Munir Muhammad Tanveer, Federighi Michel
LIMBHA, Ecole Supérieure du Bois, 7 rue Christian Pauc, 44000 Nantes, France.
Oniris, UMR 1014 SECALIM Oniris/INRAe, route de Gachet, CS 40706, CEDEX 3, 44307 Nantes, France.
Foods. 2020 Jul 3;9(7):878. doi: 10.3390/foods9070878.

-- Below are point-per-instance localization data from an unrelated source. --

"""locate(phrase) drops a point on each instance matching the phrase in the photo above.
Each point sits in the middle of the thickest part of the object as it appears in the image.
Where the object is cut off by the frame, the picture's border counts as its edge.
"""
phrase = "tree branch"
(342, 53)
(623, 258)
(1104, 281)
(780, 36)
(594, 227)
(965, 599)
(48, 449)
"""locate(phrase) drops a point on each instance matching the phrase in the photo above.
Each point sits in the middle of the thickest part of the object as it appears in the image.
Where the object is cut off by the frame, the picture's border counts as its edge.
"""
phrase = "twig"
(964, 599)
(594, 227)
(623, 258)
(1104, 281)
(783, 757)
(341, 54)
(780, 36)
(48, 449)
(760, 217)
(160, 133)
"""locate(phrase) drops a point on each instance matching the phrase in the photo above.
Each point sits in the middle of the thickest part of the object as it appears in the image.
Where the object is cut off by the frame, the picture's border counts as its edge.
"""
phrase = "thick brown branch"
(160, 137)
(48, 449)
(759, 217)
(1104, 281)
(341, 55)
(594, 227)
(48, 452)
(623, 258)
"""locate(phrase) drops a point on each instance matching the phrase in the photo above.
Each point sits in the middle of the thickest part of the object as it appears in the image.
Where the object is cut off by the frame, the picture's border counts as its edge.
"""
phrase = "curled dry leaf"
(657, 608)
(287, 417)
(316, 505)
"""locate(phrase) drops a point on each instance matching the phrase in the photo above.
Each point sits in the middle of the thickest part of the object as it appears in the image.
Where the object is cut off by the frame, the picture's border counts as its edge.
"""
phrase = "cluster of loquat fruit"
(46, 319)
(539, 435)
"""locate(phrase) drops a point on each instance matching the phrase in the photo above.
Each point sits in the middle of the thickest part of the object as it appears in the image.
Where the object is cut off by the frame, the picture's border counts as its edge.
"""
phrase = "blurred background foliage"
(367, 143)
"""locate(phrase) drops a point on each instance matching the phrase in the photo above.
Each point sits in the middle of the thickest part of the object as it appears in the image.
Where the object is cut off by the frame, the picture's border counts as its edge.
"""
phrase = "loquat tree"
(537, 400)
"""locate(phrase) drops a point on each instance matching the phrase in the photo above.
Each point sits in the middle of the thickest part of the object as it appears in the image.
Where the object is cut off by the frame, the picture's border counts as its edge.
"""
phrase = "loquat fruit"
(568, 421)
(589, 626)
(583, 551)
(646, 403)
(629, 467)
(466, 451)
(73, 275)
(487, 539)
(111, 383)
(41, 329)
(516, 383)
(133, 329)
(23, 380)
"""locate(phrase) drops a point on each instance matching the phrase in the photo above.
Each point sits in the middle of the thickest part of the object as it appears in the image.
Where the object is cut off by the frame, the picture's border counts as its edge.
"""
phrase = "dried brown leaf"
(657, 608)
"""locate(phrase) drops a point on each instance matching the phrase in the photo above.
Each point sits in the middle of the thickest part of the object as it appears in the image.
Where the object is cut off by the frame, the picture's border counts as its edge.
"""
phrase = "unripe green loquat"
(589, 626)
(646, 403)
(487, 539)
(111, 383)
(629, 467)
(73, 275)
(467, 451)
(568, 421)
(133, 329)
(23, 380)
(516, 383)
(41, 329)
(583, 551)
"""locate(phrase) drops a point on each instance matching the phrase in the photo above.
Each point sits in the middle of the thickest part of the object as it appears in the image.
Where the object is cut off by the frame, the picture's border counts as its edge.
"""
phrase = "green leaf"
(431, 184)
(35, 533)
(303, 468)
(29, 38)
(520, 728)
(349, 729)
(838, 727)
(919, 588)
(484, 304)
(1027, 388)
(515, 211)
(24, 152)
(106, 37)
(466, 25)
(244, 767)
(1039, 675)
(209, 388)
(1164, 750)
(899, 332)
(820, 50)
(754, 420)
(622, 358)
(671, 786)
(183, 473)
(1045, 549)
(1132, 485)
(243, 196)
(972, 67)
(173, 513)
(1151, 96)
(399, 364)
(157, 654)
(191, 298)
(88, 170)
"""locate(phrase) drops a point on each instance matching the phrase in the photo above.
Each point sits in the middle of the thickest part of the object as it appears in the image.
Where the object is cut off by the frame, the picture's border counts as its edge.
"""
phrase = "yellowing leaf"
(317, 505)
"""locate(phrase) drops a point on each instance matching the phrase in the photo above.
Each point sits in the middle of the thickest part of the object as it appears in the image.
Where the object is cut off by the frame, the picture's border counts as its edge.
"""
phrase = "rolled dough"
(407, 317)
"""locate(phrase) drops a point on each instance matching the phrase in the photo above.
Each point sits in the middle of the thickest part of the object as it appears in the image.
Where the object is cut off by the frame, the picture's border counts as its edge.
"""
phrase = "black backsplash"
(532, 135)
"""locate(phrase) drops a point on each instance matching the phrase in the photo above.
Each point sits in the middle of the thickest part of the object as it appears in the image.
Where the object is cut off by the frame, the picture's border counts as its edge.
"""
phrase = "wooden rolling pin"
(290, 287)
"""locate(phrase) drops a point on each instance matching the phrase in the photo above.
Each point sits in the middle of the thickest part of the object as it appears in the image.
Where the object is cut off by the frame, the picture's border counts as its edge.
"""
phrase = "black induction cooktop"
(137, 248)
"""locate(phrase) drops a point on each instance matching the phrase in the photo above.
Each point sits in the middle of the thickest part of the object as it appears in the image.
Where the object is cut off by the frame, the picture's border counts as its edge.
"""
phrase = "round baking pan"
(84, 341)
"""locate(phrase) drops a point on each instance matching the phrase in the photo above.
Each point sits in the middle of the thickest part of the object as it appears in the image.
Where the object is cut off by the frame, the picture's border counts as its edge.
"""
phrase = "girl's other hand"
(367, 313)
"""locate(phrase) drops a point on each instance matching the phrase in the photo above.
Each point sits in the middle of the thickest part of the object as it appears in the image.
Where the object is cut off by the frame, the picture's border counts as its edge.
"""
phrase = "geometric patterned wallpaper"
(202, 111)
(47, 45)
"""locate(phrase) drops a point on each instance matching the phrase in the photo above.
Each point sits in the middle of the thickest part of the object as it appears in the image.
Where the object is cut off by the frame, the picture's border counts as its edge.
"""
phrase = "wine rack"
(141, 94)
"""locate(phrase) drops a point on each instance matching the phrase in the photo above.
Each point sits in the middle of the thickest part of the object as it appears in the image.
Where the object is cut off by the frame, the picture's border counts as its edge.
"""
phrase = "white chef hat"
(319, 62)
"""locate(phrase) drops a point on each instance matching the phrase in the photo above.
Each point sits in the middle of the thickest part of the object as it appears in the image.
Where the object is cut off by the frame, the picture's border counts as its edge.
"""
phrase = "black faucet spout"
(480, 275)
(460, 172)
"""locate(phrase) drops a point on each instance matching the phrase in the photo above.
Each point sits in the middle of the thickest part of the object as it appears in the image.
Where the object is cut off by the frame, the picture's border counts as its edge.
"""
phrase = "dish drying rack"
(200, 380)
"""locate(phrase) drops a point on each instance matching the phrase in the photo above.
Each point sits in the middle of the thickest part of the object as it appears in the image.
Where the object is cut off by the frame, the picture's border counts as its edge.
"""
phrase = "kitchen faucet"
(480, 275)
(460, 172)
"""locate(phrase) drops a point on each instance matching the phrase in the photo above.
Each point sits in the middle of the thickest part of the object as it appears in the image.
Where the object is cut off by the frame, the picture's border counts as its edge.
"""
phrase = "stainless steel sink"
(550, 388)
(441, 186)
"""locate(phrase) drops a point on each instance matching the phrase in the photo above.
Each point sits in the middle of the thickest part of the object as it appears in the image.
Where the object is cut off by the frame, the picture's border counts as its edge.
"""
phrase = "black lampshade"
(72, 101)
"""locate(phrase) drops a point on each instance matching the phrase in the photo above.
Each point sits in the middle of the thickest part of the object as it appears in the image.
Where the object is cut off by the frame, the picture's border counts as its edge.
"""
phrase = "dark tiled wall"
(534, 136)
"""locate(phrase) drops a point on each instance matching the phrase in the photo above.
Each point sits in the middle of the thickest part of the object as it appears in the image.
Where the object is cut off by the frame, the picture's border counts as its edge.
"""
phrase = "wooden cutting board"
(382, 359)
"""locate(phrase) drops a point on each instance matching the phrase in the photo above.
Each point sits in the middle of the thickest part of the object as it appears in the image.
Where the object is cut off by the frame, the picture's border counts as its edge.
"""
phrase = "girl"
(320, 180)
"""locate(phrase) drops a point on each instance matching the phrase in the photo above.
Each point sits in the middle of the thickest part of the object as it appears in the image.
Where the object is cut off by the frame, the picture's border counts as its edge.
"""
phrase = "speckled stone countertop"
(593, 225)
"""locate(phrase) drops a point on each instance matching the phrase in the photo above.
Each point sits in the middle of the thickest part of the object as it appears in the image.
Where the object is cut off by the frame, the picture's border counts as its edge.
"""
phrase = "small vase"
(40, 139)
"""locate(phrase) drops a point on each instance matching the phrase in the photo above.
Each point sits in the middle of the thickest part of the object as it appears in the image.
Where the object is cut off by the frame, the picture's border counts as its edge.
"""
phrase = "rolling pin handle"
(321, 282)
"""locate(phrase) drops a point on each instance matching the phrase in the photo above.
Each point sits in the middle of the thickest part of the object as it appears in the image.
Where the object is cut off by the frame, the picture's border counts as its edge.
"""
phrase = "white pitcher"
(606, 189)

Ionization radiations are used to ensure food safety and quality. This irradiation process uses ions of beta or gamma rays to inactivate or destroy the food spoilage pests, microorganisms and their toxins without significantly increasing the temperature of the treated product. Meanwhile, various intrinsic and extrinsic factors are involved in determining the efficacy of ionization irradiation against these organisms. Therefore, the dose of radiations is recommended according to the type of irradiation, substrate and microorganisms. However, controversies are surrounding the use of irradiations in the food industry due to a negative perception of irradiations. This manuscript described the use of ionization radiations to control the foodborne biological hazards and increase shelf life. Firstly, the characteristics and mode of action of irradiations were discussed. Secondly, the role of extrinsic and intrinsic factors influencing the radioresistance of biological hazards were elaborated. This literature review also detailed the differential effects of irradiations on different microorganisms and pests having a role in food safety and deterioration. Finally, the regulatory status and the consumer values along with the controversies surrounding the use of ionization irradiations in the food sector were explained.
电离辐射用于确保食品安全和质量。这种辐照过程利用β或γ射线的离子来灭活或消灭造成食物腐败的害虫、微生物及其毒素,而不会显著提高被处理产品的温度。同时,各种内在和外在因素都参与决定电离辐照对这些生物体的功效。因此,建议根据辐照类型、底物和微生物来确定辐射剂量。然而,由于对辐照存在负面看法,食品工业中使用辐照存在争议。本手稿描述了使用电离辐射来控制食源性生物危害并延长保质期。首先,讨论了辐照的特性和作用方式。其次,阐述了影响生物危害抗辐射性的外在和内在因素的作用。这篇文献综述还详细介绍了辐照对在食品安全和变质中起作用的不同微生物和害虫的不同影响。最后,解释了电离辐照在食品领域的监管状况、消费者价值观以及围绕其使用的争议。